Climate Model Data Organization

After choosing the set of models and model experiments you’re interested in working with, the next step is to understand how the data is organized, in order to be able to actually do anything concrete with it! This can be difficult for novice users since climate model output uses a specialized file format called netCDF, and the variables can be non-trivial to understand (see the Model Naming Conventions page for some details on this). 

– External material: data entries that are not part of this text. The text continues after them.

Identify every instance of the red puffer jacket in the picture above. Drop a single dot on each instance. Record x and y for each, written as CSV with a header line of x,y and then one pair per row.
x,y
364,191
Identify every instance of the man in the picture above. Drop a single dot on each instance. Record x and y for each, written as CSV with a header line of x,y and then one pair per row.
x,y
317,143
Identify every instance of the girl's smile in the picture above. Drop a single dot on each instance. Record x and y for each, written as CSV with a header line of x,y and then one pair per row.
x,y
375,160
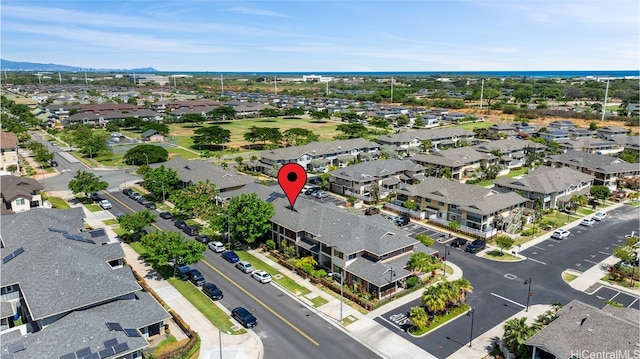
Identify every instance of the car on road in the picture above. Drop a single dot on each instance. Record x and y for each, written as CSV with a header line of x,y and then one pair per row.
x,y
180,224
476,246
202,238
261,276
599,216
212,291
230,256
165,215
458,242
196,277
105,204
190,230
216,246
588,222
244,317
560,234
245,266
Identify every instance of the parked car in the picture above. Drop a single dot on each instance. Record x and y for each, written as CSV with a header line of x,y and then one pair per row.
x,y
476,246
105,204
202,238
216,246
196,277
588,222
180,224
230,256
190,230
212,291
458,242
560,234
244,317
599,216
261,276
245,266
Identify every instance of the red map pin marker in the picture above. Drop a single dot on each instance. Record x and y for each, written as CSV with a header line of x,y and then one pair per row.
x,y
292,178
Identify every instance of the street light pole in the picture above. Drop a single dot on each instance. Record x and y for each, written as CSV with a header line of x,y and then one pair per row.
x,y
472,312
528,281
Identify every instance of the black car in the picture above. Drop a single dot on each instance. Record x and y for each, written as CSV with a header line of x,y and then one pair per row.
x,y
212,291
196,277
190,230
203,238
244,317
458,242
180,224
476,246
165,215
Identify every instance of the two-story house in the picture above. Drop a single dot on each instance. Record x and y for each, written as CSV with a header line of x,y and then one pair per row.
x,y
65,291
8,152
547,186
19,194
480,211
462,162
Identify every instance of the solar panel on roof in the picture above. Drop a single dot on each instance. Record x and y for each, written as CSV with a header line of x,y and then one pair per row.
x,y
110,342
114,326
132,332
83,352
121,347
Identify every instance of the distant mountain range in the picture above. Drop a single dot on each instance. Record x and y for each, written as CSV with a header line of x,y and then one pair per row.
x,y
35,66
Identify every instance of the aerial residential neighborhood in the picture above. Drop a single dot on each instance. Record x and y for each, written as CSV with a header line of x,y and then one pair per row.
x,y
147,221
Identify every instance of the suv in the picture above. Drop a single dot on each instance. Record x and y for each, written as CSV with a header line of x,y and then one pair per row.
x,y
244,317
190,230
245,266
212,291
196,277
476,246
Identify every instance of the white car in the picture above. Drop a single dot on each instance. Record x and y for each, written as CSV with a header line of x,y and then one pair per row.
x,y
217,247
560,234
105,204
599,216
261,276
588,222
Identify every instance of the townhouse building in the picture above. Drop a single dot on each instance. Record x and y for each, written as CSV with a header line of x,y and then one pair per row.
x,y
462,162
8,152
318,156
65,291
480,211
551,188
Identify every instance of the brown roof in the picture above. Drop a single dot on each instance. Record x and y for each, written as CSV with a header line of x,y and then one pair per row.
x,y
8,140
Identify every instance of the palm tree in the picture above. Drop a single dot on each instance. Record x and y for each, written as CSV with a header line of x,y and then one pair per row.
x,y
418,317
433,299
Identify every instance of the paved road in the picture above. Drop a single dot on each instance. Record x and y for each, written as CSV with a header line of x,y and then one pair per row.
x,y
287,328
500,290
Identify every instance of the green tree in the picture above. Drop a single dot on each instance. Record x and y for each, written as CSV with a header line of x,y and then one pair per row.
x,y
504,242
163,247
249,216
418,317
197,201
136,155
87,182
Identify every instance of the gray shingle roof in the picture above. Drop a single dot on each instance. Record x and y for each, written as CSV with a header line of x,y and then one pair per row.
x,y
64,274
590,330
197,170
546,180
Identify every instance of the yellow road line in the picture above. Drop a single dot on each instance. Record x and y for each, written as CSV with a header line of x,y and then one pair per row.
x,y
262,303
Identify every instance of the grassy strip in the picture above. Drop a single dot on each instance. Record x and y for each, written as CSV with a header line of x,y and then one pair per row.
x,y
439,320
288,283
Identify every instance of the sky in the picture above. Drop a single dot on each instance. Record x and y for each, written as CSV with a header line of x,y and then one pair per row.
x,y
324,36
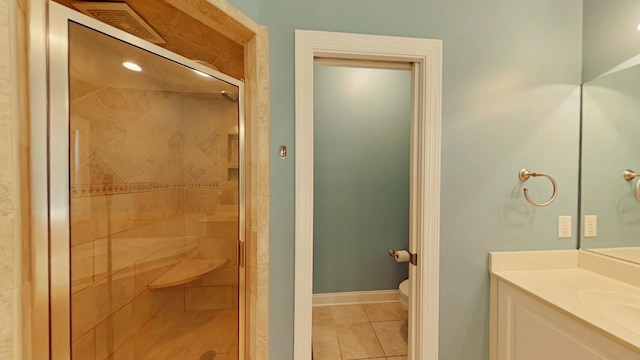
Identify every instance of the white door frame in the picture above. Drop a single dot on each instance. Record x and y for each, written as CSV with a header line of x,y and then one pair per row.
x,y
426,57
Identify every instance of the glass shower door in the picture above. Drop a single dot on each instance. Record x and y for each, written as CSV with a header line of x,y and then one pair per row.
x,y
154,213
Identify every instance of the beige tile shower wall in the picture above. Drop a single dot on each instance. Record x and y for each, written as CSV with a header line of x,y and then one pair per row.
x,y
14,278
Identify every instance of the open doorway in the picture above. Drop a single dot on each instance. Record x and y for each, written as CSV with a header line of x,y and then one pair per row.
x,y
422,58
362,143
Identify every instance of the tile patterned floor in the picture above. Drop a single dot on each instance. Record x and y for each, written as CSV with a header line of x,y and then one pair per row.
x,y
366,331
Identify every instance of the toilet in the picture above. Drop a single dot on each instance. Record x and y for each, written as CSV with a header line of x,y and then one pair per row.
x,y
403,294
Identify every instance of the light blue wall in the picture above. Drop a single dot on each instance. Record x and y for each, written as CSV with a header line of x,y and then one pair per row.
x,y
361,177
610,35
610,129
511,76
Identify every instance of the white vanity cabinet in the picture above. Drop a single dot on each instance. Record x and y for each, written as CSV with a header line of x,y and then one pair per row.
x,y
529,329
563,305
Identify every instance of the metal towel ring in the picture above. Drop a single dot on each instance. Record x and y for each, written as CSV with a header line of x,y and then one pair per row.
x,y
525,174
630,175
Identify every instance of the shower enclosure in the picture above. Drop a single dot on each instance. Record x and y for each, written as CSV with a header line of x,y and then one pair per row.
x,y
146,199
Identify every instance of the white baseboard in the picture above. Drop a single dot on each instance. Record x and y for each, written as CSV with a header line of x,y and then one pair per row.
x,y
355,297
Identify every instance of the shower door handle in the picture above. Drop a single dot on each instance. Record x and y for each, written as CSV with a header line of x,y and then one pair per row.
x,y
241,253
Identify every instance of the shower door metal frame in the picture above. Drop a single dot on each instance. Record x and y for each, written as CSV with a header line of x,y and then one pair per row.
x,y
56,160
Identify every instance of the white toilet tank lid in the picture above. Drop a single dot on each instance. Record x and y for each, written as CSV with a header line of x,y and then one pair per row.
x,y
404,287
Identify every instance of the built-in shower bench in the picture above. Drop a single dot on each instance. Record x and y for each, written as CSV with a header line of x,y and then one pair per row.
x,y
186,271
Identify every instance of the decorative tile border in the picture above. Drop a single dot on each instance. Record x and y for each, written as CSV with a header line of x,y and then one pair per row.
x,y
85,190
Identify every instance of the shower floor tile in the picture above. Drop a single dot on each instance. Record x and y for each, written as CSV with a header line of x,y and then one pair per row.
x,y
196,332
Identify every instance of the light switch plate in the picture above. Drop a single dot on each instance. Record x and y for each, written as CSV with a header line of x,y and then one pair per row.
x,y
564,227
590,225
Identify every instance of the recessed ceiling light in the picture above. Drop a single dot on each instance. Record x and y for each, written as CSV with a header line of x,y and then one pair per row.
x,y
132,66
201,73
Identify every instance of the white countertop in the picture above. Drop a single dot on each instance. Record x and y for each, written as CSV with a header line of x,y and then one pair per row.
x,y
608,305
574,285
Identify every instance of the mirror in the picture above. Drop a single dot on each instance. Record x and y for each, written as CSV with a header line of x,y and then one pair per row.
x,y
610,139
611,145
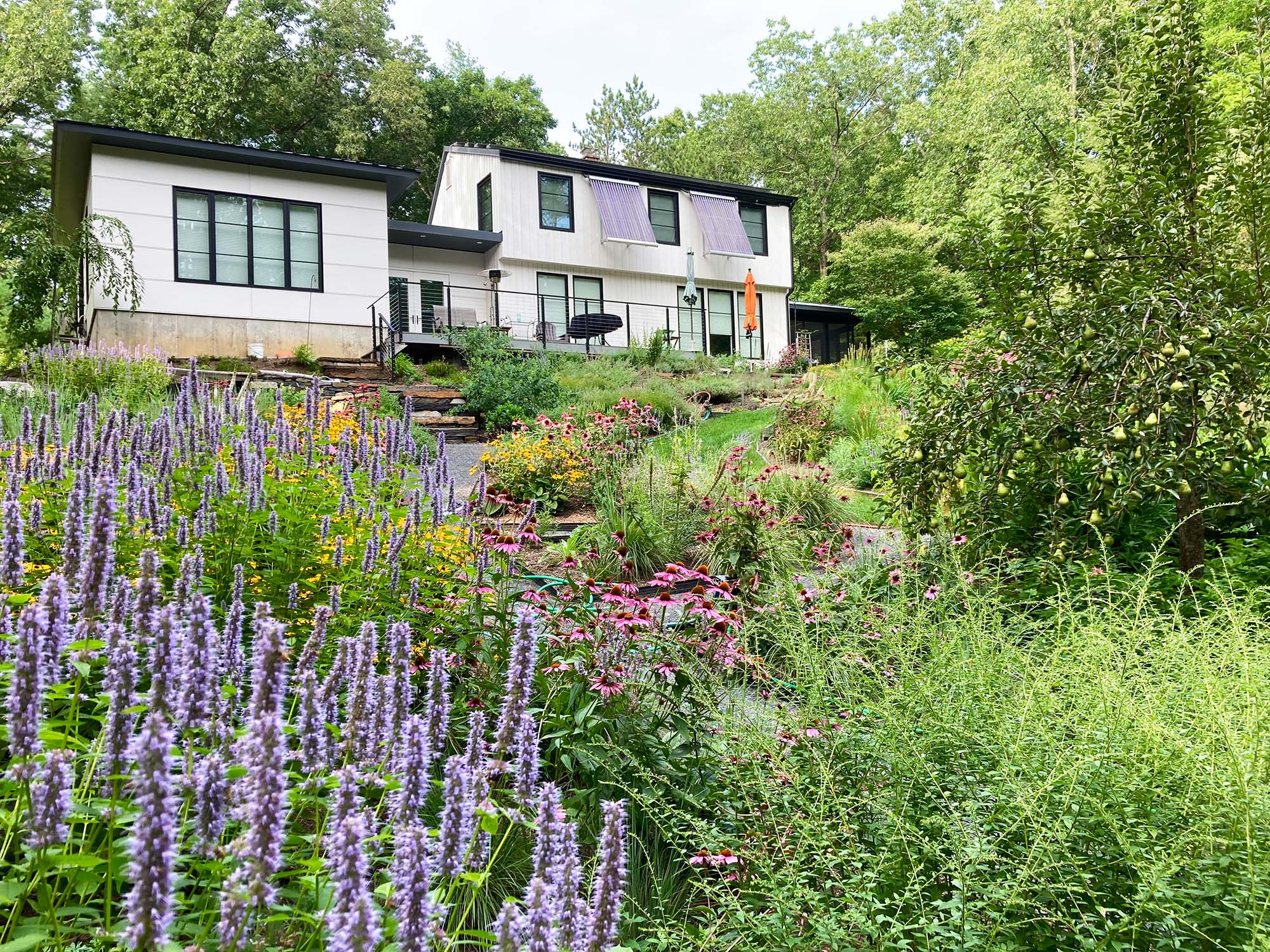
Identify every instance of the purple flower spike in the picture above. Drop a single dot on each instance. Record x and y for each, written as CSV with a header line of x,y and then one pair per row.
x,y
567,882
413,761
439,701
520,681
412,882
97,565
451,847
264,753
153,845
163,661
121,686
507,927
58,610
540,936
200,663
26,685
12,544
352,921
210,793
609,882
51,800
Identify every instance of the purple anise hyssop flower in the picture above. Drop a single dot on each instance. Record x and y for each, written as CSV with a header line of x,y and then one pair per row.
x,y
412,882
153,846
413,760
12,544
539,913
210,794
352,921
520,681
566,876
121,685
312,729
51,800
438,714
200,664
26,686
609,882
264,753
97,565
507,927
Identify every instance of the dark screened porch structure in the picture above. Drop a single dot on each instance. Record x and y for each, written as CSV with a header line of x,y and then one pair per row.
x,y
830,331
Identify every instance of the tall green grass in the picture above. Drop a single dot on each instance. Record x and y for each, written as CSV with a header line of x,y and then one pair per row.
x,y
948,775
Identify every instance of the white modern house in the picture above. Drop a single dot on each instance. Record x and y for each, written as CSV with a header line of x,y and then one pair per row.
x,y
257,252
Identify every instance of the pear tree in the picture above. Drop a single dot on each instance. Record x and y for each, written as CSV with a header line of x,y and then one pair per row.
x,y
1118,399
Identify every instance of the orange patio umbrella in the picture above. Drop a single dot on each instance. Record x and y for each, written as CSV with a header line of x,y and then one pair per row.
x,y
751,324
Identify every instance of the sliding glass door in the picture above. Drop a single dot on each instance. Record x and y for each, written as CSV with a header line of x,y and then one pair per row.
x,y
722,323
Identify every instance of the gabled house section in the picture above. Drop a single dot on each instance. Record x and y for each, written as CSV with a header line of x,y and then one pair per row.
x,y
256,252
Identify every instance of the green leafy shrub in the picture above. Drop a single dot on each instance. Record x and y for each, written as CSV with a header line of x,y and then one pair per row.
x,y
855,461
444,373
407,370
307,359
128,376
528,383
802,430
504,416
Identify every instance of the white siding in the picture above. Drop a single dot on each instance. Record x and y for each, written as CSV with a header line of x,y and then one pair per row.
x,y
457,199
646,277
138,188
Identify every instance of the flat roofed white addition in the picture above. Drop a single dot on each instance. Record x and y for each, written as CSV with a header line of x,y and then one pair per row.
x,y
622,211
721,221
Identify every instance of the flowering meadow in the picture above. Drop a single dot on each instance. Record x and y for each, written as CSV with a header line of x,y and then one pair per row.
x,y
269,686
275,682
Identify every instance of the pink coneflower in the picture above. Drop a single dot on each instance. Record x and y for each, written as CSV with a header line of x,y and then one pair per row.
x,y
608,685
507,545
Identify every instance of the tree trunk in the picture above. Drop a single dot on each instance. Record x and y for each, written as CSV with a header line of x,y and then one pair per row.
x,y
1191,538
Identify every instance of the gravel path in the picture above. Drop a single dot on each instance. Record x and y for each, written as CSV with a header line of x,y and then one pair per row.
x,y
463,459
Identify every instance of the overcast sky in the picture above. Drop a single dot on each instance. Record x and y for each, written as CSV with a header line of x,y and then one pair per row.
x,y
681,49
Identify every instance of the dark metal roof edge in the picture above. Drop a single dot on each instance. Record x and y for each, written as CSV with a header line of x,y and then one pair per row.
x,y
646,177
816,307
444,233
396,178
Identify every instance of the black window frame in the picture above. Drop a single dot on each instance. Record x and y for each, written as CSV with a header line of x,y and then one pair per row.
x,y
763,211
675,197
577,299
210,194
741,324
573,220
488,185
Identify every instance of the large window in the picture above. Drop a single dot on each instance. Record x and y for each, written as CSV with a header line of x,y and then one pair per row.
x,y
556,202
755,219
486,205
664,214
589,295
267,243
692,323
553,307
721,322
750,347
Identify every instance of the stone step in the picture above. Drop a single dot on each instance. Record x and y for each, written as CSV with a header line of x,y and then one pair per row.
x,y
432,418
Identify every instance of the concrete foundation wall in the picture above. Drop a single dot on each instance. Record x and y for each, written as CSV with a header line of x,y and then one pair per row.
x,y
195,336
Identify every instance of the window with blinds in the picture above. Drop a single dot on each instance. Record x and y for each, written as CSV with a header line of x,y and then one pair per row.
x,y
265,243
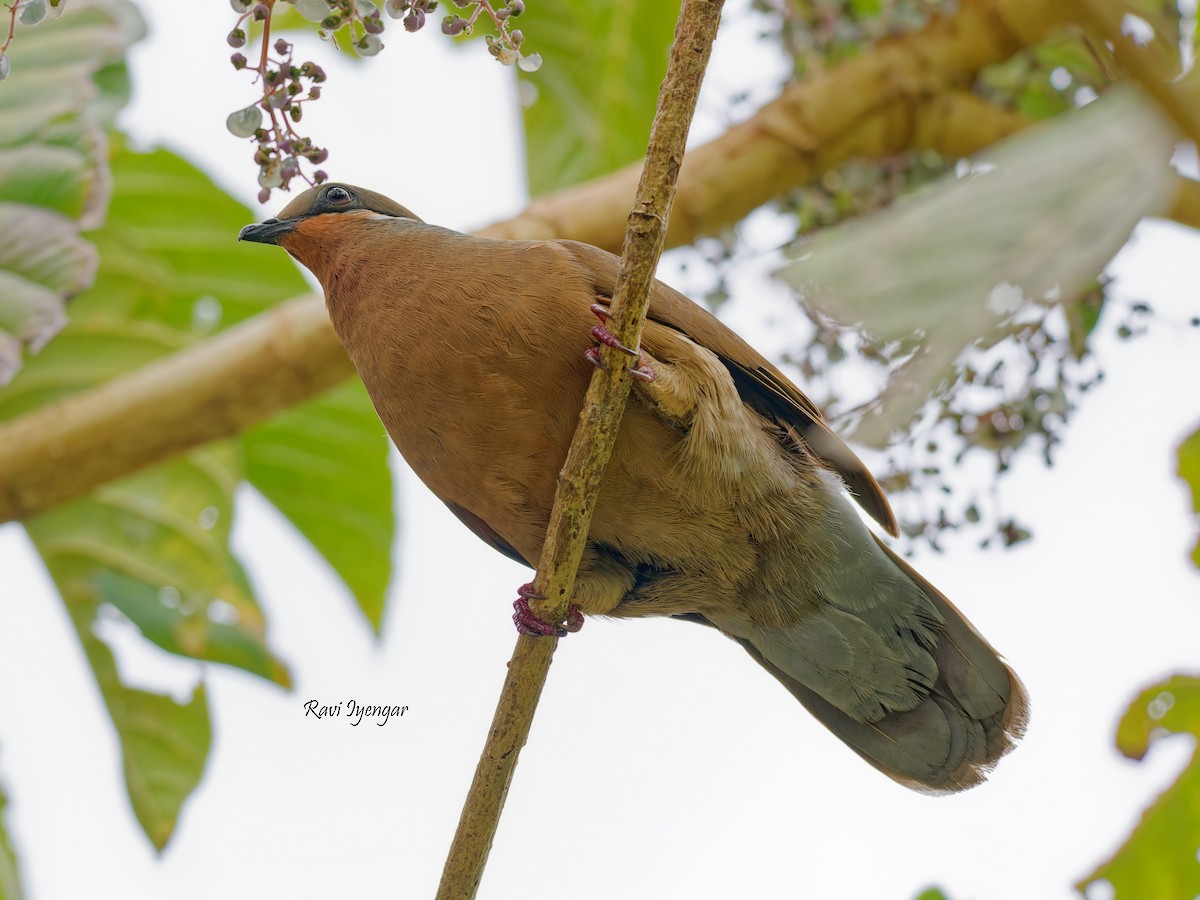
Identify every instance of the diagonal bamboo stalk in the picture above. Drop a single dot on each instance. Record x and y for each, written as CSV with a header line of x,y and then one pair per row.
x,y
289,354
580,480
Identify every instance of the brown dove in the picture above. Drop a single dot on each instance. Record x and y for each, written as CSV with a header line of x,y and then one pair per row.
x,y
726,497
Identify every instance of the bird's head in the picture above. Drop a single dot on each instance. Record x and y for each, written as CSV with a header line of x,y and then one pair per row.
x,y
322,219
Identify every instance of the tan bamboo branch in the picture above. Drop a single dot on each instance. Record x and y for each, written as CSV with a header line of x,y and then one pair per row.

File Format: Network Common Data Format

By far the most common way for climate model output data files to be stored is in a format called the Network Common Data Format, or netCDF. This format was developed by researchers in Boulder, CO in the US, and is designed to make accessing very large datasets as easy and fast as possible.

What is a netCDF file?

A netCDF file is just like any other type of data file: it contains data, or the quantity you’re interested in, as well as metadata describing things about the data that you might need in order to properly work with it. Examples of common metadata include:

  • The units of the variable within the data file (for instance, is temperature in Celsius or Kelvin?)
  • The calendar being used by the relevant climate model (it’s not always a “normal” calendar – sometimes they leave out leap years and things like that)
  • The plain English name of the variable
  • Any coordinates that are needed to interpret the data: latitude, longitude, and time are the most common examples, but sometimes depth or altitude is also necessary

The nice thing about netCDF files, and why they are so common in climate research, is that they are what’s called “self-describing”. This means that the metadata travels with the file, even if you do something to it like take a subset of the times in the file or convert the units to different ones – all that is automatically written inside the file, so that you don’t lose track of anything.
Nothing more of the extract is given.